„Mini-Fallschirm“ erhöht Leistung des Herzens

29.07.2014
Foto: Mediziner hält Mini-Fallschirm

PD Dr. Widder zeigt den winzigen „Fallschirm“, der das Vorderwandaneurysma verschließt; © Kaiser/ MHH

Die Kardiologen der Medizinischen Hochschule Hannover (MHH) bieten Patienten mit Herzschwäche ein neues Verfahren an, um die Pumpleistung des Herzens wieder zu erhöhen: zum ersten Mal in Niedersachsen haben die Ärzte um Prof. Dr. Johann Bauersachs, Direktor der Klinik für Kardiologie und Angiologie, jetzt einem Mann mit einem Katheter einen Mini-Fallschirm in eine Herzkammer eingebracht. Damit konnten sie eine Aussackung der Herzvorderwand, ein sogenanntes Aneurysma, verschließen.

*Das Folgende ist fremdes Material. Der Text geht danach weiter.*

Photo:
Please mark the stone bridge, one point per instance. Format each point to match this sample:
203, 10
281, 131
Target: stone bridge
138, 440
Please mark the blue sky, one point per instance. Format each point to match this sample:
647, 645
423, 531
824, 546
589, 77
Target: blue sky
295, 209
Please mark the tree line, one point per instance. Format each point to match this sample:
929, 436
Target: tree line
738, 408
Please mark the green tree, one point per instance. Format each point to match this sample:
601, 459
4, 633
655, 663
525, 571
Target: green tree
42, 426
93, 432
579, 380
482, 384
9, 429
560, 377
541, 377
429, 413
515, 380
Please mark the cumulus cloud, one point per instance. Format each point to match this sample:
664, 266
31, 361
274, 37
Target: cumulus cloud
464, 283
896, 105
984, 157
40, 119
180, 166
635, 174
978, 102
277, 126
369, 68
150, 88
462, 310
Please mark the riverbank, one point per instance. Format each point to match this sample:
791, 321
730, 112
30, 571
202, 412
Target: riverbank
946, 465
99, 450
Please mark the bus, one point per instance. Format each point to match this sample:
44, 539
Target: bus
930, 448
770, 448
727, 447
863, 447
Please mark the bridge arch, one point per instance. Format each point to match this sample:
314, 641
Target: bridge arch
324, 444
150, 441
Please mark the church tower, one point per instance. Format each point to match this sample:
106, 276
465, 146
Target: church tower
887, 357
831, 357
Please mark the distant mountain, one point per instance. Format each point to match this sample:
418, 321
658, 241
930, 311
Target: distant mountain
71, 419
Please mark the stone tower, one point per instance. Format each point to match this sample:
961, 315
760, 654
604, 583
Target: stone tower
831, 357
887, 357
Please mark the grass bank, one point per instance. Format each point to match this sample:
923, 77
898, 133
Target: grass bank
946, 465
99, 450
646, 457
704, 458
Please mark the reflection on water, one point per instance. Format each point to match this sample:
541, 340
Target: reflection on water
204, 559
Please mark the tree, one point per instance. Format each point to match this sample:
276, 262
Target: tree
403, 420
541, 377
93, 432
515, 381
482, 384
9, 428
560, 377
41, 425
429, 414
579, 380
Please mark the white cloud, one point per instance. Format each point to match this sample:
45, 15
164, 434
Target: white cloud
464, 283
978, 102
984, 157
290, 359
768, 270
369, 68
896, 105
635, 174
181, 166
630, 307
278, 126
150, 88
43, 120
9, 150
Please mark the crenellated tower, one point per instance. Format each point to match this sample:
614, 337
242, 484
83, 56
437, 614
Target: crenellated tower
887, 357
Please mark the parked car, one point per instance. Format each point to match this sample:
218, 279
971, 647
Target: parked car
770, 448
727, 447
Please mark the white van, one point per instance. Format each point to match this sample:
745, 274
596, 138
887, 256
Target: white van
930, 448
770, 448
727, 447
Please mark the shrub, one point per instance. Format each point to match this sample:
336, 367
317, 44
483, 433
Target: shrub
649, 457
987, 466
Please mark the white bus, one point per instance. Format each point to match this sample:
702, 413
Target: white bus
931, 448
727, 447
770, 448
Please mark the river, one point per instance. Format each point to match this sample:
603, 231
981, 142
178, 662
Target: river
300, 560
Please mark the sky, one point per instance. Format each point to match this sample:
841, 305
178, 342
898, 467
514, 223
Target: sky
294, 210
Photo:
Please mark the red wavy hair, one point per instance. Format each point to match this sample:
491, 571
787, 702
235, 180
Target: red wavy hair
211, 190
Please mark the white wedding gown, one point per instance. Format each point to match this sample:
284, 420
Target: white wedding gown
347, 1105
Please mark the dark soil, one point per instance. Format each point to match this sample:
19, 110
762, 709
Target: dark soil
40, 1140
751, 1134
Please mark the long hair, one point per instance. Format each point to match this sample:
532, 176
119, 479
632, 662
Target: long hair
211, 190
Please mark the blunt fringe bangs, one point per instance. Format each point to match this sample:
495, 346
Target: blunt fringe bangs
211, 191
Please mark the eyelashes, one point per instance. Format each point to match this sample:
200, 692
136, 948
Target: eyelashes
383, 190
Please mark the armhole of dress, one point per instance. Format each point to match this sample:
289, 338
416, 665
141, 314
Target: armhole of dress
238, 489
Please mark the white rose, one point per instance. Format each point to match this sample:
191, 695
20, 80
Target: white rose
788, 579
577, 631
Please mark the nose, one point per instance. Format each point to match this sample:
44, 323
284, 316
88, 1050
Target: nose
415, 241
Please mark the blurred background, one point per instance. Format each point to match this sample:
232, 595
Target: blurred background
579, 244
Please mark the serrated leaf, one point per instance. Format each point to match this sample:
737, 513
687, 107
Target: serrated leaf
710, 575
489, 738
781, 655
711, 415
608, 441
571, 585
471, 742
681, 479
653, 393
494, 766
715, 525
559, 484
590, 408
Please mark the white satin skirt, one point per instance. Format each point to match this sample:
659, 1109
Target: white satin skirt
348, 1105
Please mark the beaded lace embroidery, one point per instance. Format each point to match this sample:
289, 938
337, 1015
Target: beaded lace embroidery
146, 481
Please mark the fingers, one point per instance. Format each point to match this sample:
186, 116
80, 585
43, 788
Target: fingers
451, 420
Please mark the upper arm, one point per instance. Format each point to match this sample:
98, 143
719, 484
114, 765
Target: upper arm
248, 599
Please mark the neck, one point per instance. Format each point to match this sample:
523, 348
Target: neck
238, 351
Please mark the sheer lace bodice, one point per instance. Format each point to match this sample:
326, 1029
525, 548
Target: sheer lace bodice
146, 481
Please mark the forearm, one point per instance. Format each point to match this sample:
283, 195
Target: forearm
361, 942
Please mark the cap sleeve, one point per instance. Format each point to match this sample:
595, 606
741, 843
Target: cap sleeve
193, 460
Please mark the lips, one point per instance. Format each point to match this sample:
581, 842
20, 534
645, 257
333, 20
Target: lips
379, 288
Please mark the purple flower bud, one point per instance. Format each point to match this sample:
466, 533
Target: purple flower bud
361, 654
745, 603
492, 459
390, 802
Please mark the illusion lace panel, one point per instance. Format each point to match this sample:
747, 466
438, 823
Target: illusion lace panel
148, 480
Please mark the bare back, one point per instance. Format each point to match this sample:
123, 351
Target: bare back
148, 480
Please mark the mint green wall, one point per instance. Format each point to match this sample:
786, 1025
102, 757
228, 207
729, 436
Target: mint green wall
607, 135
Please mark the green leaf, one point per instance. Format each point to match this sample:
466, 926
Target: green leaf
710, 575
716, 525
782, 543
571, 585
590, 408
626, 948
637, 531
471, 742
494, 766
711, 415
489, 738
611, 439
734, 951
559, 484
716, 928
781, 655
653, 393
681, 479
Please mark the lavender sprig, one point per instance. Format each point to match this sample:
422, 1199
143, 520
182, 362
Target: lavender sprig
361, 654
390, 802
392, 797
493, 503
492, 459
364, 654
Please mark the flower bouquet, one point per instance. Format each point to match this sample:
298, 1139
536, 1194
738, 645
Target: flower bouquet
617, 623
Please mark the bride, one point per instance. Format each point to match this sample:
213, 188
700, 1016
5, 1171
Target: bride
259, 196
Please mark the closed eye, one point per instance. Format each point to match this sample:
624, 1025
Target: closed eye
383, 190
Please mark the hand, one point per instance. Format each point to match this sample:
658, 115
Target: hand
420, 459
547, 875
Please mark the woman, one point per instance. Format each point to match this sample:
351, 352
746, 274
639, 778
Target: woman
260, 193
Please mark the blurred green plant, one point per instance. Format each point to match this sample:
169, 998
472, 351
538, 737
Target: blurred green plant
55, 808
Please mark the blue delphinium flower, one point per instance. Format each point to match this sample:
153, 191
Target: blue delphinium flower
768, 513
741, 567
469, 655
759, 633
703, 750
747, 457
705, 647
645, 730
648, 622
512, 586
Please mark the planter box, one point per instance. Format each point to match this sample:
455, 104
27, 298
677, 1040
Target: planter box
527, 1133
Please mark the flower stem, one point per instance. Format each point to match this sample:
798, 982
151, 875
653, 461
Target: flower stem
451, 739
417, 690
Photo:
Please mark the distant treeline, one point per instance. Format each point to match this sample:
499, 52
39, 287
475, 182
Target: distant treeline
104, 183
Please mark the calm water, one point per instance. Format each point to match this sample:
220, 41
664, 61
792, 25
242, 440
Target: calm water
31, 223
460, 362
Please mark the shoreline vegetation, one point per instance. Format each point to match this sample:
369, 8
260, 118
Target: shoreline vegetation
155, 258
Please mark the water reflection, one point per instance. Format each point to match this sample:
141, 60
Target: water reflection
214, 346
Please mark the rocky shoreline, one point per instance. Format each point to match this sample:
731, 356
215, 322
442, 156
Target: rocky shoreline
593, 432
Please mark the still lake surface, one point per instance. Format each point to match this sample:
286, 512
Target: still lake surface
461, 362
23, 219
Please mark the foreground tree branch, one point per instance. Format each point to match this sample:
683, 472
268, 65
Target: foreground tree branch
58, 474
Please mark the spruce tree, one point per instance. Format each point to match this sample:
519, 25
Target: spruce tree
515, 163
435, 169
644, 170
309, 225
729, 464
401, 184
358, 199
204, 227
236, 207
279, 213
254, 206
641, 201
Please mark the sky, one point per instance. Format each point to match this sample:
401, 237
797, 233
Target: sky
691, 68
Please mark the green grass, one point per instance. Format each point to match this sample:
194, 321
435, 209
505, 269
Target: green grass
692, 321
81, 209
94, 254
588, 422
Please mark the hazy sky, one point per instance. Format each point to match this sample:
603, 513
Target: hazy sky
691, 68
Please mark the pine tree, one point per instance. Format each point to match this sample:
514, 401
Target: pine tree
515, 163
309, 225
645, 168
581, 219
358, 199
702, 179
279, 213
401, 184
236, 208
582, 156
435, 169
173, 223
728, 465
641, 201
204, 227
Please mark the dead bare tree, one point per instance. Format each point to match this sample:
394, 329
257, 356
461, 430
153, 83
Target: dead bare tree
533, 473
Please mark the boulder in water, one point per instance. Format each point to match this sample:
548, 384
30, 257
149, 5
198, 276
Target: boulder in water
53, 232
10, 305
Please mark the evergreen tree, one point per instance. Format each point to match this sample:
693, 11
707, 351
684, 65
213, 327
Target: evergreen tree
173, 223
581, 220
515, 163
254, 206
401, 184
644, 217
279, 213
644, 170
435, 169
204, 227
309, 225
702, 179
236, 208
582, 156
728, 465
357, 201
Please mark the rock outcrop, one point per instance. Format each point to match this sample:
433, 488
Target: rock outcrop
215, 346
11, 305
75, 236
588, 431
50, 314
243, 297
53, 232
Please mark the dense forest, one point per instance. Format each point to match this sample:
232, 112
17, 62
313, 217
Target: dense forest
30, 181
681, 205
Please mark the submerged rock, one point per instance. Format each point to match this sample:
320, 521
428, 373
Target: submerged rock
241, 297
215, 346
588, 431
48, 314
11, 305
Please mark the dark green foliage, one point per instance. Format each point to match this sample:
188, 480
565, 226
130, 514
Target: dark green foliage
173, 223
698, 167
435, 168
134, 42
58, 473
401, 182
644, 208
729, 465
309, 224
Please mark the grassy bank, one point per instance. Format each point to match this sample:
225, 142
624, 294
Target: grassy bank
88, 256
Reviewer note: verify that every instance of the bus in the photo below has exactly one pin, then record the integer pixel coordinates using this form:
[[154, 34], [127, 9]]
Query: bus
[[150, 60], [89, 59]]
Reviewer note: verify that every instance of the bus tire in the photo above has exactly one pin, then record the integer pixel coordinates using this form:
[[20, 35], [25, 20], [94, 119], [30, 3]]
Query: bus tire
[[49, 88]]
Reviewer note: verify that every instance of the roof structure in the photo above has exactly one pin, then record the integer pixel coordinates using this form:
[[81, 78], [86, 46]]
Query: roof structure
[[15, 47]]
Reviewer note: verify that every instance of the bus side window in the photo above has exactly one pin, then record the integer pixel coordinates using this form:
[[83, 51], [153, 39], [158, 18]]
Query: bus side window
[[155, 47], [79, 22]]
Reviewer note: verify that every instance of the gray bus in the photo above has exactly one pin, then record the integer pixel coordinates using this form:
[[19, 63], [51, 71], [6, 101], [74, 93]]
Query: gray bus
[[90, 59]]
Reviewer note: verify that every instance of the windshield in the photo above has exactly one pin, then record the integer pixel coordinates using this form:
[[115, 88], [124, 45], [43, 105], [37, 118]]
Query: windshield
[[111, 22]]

Bei vielen Patienten führt ein Herzinfarkt der Vorderwand zur Vergrößerung der linken Herzkammer und Aneurysma der vernarbten Herzspitze und damit Abnahme der Herzleistung. In der Folge kommt es zur Herzinsuffizienz mit Symptomen wie Kurzatmigkeit, eingeschränkter Belastbarkeit und Verlust von Lebensqualität. Die Behandlungsmöglichkeiten für Patienten mit einer vergrößerten Herzkammer und Vorderwandaneurysma sind begrenzt.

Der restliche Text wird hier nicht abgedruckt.